LeGage credited Russo, Meader, Rick Simonds and Roger Reed as his top mentors.
"I learned from all of them," LeGage said. "I watched and studied them over the years. Everything they did, I tried to add my own flavor."
After a 15-3 campaign this winter, the Rams were upset in the quarterfinals by Thornton Academy, 49-40, in overtime, in what proved to be LeGage's swan song.
Over LeGage's 11 seasons, Deering made the playoffs 10 times and averaged 13 victories a year, a model of consistency the coach told the hiring committee over a decade ago that he would establish.

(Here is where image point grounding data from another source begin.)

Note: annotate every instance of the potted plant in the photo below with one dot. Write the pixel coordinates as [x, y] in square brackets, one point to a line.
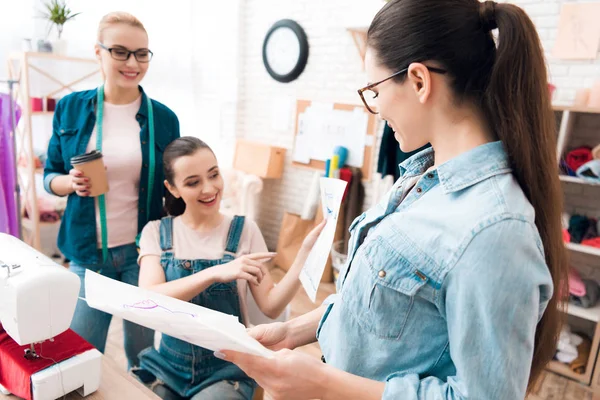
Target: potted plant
[58, 14]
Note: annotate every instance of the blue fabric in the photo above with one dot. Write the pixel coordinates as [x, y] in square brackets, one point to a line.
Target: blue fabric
[92, 324]
[74, 121]
[444, 285]
[184, 368]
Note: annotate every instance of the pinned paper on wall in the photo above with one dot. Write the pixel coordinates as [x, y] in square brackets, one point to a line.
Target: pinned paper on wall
[332, 192]
[578, 32]
[323, 124]
[201, 326]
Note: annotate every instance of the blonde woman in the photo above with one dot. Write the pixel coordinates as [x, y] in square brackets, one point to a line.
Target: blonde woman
[131, 130]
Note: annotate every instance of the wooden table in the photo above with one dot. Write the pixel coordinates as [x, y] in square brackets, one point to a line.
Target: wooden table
[116, 384]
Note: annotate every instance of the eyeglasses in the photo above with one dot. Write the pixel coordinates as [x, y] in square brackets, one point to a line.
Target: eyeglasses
[122, 54]
[368, 95]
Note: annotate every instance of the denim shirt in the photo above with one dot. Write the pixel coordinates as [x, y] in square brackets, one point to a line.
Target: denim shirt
[444, 284]
[74, 121]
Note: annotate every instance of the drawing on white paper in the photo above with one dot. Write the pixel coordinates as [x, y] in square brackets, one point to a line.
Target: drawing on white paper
[332, 192]
[152, 305]
[321, 123]
[197, 325]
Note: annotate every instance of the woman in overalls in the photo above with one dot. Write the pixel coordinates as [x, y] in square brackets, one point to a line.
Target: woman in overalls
[199, 255]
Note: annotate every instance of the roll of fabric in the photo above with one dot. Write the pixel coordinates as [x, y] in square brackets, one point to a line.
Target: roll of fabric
[7, 164]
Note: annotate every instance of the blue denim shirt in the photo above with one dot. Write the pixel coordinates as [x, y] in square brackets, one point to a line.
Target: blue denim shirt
[443, 288]
[74, 120]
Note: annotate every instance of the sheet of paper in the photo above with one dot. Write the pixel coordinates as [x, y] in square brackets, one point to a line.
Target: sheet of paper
[332, 191]
[303, 144]
[334, 128]
[186, 321]
[578, 32]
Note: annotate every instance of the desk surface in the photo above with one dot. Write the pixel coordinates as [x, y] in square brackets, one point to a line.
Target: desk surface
[115, 384]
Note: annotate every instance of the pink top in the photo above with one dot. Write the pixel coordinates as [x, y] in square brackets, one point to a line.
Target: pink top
[122, 153]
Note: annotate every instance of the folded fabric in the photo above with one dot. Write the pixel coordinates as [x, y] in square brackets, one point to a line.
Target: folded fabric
[590, 171]
[592, 294]
[596, 152]
[576, 285]
[576, 158]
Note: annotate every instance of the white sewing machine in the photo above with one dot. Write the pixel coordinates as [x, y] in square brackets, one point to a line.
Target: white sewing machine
[37, 302]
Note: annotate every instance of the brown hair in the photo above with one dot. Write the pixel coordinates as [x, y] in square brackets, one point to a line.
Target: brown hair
[509, 84]
[118, 17]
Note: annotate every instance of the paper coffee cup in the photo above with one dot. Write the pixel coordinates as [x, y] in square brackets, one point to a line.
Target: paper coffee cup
[92, 166]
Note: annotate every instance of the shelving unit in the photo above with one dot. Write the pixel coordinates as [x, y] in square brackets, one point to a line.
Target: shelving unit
[23, 67]
[577, 126]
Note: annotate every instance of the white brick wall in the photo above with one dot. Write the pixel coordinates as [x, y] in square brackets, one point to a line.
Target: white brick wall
[334, 73]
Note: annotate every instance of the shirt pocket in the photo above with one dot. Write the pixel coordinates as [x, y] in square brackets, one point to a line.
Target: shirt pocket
[382, 288]
[68, 144]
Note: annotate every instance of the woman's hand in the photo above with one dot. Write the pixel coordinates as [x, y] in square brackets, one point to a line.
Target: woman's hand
[290, 375]
[275, 336]
[250, 267]
[79, 183]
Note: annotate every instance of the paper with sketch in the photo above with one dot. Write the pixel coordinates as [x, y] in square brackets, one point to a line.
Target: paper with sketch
[578, 32]
[332, 192]
[201, 326]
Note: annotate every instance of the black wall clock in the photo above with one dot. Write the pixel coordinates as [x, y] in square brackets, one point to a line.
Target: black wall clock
[285, 50]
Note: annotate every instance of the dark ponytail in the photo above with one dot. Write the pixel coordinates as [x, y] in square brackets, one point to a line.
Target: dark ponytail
[517, 104]
[181, 147]
[509, 85]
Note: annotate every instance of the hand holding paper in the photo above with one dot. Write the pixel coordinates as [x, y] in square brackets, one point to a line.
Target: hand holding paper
[332, 192]
[201, 326]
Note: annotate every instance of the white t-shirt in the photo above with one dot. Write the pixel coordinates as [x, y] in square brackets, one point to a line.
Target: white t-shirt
[122, 155]
[189, 244]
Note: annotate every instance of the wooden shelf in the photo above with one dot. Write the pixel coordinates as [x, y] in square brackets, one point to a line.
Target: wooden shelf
[580, 248]
[565, 107]
[50, 56]
[590, 314]
[574, 179]
[564, 370]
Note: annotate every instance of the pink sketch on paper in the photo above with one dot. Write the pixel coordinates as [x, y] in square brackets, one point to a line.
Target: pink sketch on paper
[152, 305]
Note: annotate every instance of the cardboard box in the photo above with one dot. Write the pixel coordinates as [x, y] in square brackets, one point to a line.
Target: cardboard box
[259, 159]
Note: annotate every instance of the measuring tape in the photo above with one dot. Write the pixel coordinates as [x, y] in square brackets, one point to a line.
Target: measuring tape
[102, 198]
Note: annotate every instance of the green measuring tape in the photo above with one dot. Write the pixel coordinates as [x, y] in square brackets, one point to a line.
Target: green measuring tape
[102, 198]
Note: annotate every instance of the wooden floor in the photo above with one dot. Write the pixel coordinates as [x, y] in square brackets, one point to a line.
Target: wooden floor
[550, 387]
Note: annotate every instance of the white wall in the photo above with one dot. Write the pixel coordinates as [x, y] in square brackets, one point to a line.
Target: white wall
[334, 73]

"I wanted to build a program that didn't have to rebuild," said LeGage, who credited longtime assistants like Jon Bird, Brendan Conway, John Maloney, Larry Nichols, Josh Stowell and Todd Wing with much of the program's success. "We wanted to be in the conversation at the top of the league every single year. I think we did a pretty good job. It was a decade of success. It was a mirror of the efforts of great kids who came through the program and bought in. I'm blessed to have coached with the people who worked with me. They're an extension of my family. We didn't have a lot of turnover."
"Dan is as good as it gets," said Deering athletic director Melanie Craig. "He set a legacy for Deering boys' basketball. He will be missed, but we wish him and his family the best as he embarks on the next phase of his life."
Craig said that Deering will open the position and that she expects several qualified candidates, both internal and external, to express interest.
As for LeGage, who will remain a science teacher at Deering, don't be surprised if we hear from him again at some point.
"I'm looking forward to a time and an opportunity when I can return to coaching," LeGage said. "I hope to stay connected to kids and the games. I'm passionate about the game and about helping kids."